Moving Forward: Developing the Independent Auto Parts Industry

 One of the surest ways to secure work in the Canadian auto parts sector is to locate nearby vehicle assembly and powertrain production. Thankfully, and following years of production losses and dwindling manufacturing capacity, the Canadian auto sector is primed for a rebound – starting with the return of truck assembly to Oshawa (resulting in thousands of auto parts jobs returning as well). Forecasted growth in vehicle assembly throughout the Great Lakes Region, including places like Michigan and Ohio, and stricter North American content trade rules under CUSMA, bodes well for Canadian parts suppliers too.

However, effectively developing the auto parts sector requires more than just chasing the tailwinds of auto assembly. Auto parts is lucrative business, and a critical part of what is already a sophisticated, industrial supply chain. Governments must seek out advanced, next-generation auto parts investments with the same fervor as new vehicle mandates and battery cell factories, especially those lucrative parts in electric and connected vehicles – e-motors, axles, power electronics, inverters and converters to name a few.

It also requires a laser-focus on strategies to synchronize investment attraction with job transitions and skills upgrading. EVs will come to dominate the passenger vehicle market in North America in the next 15-20 years.
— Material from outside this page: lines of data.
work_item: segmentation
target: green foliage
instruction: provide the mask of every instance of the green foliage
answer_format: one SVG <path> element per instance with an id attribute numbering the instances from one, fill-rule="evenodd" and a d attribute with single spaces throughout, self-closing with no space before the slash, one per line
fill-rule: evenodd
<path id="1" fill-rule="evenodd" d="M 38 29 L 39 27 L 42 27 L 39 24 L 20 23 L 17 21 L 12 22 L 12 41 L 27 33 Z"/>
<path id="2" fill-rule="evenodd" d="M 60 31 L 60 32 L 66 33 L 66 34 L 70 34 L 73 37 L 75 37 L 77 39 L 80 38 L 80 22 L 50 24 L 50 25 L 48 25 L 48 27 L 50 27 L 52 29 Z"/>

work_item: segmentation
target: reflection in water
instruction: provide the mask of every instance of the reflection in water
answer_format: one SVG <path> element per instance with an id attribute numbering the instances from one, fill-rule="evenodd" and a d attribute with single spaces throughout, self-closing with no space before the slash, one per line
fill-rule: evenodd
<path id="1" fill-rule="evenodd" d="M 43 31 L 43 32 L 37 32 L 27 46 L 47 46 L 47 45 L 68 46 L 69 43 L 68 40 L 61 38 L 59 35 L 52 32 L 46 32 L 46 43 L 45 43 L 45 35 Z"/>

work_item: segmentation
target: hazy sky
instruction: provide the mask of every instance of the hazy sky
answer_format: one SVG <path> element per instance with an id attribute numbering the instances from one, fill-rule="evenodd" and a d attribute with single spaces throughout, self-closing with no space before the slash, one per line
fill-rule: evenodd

Without a proactive strategy to identify at-risk Canadian-built parts (those destined for obsolescence) and provide transition supports to both workers and firms (including connecting parts-makers to the wider EV ecosystem), Canada will fail to capture a key piece of the future industry. 

To ensure that sector development helps build more good jobs, governments must also enable more coordinated and broad-based bargaining strategies – expanding collective agreement coverage to more parts workers and universalizing work standards. 
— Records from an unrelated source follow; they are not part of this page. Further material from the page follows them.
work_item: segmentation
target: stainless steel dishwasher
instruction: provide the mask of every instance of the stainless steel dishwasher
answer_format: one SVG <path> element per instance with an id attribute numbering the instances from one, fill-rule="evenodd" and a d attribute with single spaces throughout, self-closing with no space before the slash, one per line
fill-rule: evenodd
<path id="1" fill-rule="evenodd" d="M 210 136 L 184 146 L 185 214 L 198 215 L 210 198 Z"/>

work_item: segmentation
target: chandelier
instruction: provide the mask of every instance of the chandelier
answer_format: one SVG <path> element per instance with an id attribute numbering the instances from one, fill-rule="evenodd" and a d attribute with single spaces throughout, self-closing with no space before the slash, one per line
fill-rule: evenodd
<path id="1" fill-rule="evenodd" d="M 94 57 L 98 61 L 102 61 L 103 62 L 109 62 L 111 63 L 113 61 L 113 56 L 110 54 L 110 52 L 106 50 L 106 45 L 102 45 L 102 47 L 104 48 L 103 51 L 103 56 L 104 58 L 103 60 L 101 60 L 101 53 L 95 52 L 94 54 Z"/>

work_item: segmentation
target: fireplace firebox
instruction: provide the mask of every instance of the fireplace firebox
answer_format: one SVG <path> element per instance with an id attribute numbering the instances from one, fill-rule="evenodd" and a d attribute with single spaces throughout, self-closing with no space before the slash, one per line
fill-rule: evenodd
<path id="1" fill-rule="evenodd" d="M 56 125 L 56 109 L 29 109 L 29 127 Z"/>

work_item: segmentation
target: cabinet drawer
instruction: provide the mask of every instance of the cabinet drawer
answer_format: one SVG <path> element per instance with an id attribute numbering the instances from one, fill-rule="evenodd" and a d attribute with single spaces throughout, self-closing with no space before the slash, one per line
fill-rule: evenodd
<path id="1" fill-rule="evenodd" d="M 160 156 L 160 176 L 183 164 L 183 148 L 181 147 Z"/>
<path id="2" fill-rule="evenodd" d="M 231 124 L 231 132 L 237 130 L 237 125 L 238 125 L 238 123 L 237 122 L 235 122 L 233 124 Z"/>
Major Sector Development Issues

  • Establish a comprehensive auto industry strategy that, in part, focuses investment attraction on advanced component parts, in addition to vehicle assembly mandates.
  • Undertake a comprehensive, nation-wide risk assessment of the auto parts sector and coordinate on transition supports.
  • Develop a comprehensive national skills inventory and enhanced labour market adjustment supports to protect jobs for auto parts workers.
  • Organize more auto parts workers to achieve a critical mass of union shops in the sector, and enable innovative broad-based bargaining models to expand union coverage, and raise work standards.
  • Address persistent auto parts trade imbalances with the United States, Mexico and offshore producers.